Mais uma liberdade é ferida pelo STF – Deltan Dallagnol

Foto: Divulgação

Por: Deltan Dallagnol

06/12/2023 - 06:12 - Atualizada em: 17/01/2024 - 15:55

 

Na última quarta-feira (29), a maioria dos ministros do Supremo Tribunal Federal decidiu que veículos de imprensa, como jornais e emissoras de tv e rádio, podem ser responsabilizados pelas declarações e falas de entrevistados que imputam a prática de crimes a terceiros.

Em outras palavras, caso a imprensa divulgue uma entrevista em que uma pessoa fala que outra praticou um crime de corrupção, por exemplo, sem que o veículo jornalístico faça uma boa checagem prévia sobre se a acusação é verdadeira ou falsa, ele pode ter que pagar altas indenizações às vítimas.

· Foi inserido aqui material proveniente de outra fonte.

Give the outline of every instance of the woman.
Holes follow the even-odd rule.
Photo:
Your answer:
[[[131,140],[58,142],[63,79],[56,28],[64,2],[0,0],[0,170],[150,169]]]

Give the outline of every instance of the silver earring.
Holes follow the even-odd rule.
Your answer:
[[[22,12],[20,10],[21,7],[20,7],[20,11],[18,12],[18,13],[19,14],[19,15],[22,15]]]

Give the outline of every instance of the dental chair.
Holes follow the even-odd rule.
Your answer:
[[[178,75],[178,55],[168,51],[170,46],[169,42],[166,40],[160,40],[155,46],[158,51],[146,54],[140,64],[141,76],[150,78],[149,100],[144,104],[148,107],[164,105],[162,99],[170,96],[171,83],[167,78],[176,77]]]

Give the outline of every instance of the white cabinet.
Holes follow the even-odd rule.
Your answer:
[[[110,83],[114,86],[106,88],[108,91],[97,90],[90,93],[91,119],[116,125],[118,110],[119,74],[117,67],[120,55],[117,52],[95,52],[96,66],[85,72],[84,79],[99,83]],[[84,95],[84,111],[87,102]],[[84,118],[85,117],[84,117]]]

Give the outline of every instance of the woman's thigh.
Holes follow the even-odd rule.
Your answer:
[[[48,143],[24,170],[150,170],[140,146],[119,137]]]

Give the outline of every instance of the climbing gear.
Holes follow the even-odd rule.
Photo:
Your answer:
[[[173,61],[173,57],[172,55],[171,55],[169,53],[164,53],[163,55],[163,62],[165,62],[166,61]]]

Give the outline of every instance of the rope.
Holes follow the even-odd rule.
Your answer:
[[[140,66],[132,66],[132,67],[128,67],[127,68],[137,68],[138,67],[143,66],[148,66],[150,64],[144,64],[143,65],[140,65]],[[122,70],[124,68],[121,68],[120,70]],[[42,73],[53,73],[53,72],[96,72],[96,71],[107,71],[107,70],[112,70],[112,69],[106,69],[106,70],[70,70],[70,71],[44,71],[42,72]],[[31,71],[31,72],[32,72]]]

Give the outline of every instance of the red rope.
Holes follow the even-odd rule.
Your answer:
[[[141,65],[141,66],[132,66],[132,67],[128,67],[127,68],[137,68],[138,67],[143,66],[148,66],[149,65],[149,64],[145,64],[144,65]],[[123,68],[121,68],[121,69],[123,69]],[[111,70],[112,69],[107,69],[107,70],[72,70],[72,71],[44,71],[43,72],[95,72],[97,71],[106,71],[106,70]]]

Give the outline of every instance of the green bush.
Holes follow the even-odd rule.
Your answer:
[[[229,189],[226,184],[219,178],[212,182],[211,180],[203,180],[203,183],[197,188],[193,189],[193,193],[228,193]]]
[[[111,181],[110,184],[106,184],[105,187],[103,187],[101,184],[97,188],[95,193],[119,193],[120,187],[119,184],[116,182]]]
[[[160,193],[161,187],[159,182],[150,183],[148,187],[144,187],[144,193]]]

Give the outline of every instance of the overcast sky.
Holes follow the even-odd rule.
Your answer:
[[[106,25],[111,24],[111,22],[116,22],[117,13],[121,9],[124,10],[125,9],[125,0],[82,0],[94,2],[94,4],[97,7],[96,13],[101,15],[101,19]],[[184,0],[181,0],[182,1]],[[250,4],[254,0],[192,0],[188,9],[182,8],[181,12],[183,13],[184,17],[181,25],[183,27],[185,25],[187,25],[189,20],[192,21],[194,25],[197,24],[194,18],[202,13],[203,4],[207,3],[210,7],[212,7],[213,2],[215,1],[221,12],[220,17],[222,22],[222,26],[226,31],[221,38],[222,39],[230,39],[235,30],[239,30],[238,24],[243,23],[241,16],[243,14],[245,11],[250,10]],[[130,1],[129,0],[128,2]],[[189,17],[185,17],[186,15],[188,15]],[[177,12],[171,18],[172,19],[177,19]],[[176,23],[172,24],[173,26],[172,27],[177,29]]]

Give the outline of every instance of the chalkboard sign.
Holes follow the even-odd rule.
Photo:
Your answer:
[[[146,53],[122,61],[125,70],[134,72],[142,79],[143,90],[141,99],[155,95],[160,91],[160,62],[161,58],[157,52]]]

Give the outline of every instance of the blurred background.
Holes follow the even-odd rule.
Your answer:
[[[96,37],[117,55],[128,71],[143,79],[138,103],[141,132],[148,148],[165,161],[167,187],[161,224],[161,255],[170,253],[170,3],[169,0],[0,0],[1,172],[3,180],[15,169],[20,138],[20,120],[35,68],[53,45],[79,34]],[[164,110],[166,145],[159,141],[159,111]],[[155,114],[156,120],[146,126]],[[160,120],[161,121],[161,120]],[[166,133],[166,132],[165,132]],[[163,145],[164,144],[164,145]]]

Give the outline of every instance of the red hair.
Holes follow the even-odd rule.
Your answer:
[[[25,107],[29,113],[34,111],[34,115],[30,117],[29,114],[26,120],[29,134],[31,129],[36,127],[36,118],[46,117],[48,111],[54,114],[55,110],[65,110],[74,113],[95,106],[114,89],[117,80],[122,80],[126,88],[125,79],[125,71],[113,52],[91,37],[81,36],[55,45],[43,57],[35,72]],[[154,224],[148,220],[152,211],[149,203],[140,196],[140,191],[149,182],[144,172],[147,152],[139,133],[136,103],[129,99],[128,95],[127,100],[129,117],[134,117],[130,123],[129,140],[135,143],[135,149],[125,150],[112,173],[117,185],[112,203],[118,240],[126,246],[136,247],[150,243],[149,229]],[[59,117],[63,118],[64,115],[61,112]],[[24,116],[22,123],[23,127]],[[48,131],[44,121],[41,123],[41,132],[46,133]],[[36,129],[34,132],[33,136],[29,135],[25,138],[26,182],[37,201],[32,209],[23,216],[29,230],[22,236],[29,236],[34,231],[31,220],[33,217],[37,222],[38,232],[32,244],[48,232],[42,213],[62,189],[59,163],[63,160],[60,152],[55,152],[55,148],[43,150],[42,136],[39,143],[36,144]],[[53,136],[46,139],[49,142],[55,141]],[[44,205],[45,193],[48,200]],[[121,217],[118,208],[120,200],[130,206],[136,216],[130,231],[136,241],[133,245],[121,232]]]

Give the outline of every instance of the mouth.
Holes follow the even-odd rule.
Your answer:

A decisão do STF tem três grandes problemas. Primeiro, o das entrevistas ao vivo. Como os jornalistas podem saber o que um entrevistado falará ao vivo? Como é que os jornalistas poderão checar, por exemplo, se um entrevistado está falando a verdade ou mentindo durante uma entrevista ao vivo, em que a principal característica é a espontaneidade das respostas do entrevistado?

Os jornalistas simplesmente vão preferir não fazer mais entrevistas ao vivo para não serem processados, o que, aliás, acabou de acontecer comigo mesmo nesta semana, que tive uma entrevista cancelada por medo do jornal de realizar entrevistas com alguém quem denuncia corruptos.

Com isso, a sociedade perde grandes oportunidades de se manter bem informada e de ter acesso a diferentes visões de mundo, o que é importante não só para um debate público saudável, mas também para o fortalecimento da própria democracia.

O segundo problema grave da decisão do STF é o uso de termos vagos e genéricos para classificar quem será punido ou não. Na decisão, os ministros decidiram que os veículos poderão ser processados se “à época da divulgação, havia indícios concretos da falsidade da imputação” ou se não observaram “o dever de cuidado na verificação da veracidade dos fatos e na divulgação da existência de tais indícios”.

Como explicou o advogado constitucionalista André Marsiglia, a expressão “indícios concretos” é uma expressão contraditória, pois se é indício então não é concreto, e se é concreto não é indício, mas sim um fato.

Mais: quando está ou não satisfeito o “dever de cuidado”? Não há um checklist de coisas a serem checadas. E tem mais ainda: como um juiz, meses ou anos depois, vai poder afirmar se a apuração jornalística foi correta ou não tendo em conta as informações disponíveis no momento da entrevista?

Além disso, as próprias ferramentas do jornalismo são diferentes, por exemplo, das utilizadas pelas polícias e pelo Ministério Público, que têm amplos recursos materiais, humanos e tecnológicos para investigar fatos criminosos e acusar alguém da prática de crimes com significativa dose de certeza.

A falta de clareza na regra gera uma grave insegurança jurídica. O risco de ter que pagar indenizações fará com que uma de duas coisas aconteça: ou entrevistas serão evitadas, ou o serviço de jornalismo ficará mais caro para compensar riscos e perdas e, nos dois casos, quem perde é o cidadão.

Some-se que restrições à liberdade de expressão devem ser objetivas, sob pena de permitir que autoridades punam aqueles que desagradam os donos do poder. No Ministério Público eu fui punido por “quebra de decoro” por ter feito críticas republicanas e respeitosas ao STF e a Renan Calheiros. Palavras vagas são usadas para punir quem incomoda.

O terceiro problema, e o pior de todos eles, é a terrível consequência dessa decisão: o incentivo à autocensura por parte da própria imprensa, que vai deixar de denunciar ou divulgar grandes escândalos de corrupção por medo de ser responsabilizada futuramente e ter que pagar indenizações exorbitantes.

Denúncias históricas feitas à imprensa, como a entrevista bomba de Pedro Collor à Veja na década de 90, que culminou com o impeachment do então presidente Fernando Collor, se tornarão definitivamente coisa do passado, e esquemas como Mensalão ou Petrolão nunca virão à luz, permitindo que os corruptos continuem a nos roubar impunemente.

Depois de censurar redes sociais de cidadãos, as críticas a Lula feitas no período eleitoral, um documentário do Brasil Paralelo, investigar parlamentares por falas acobertadas por imunidade, agora o STF censura a imprensa. Aonde o arbítrio e a censura vão parar no Brasil?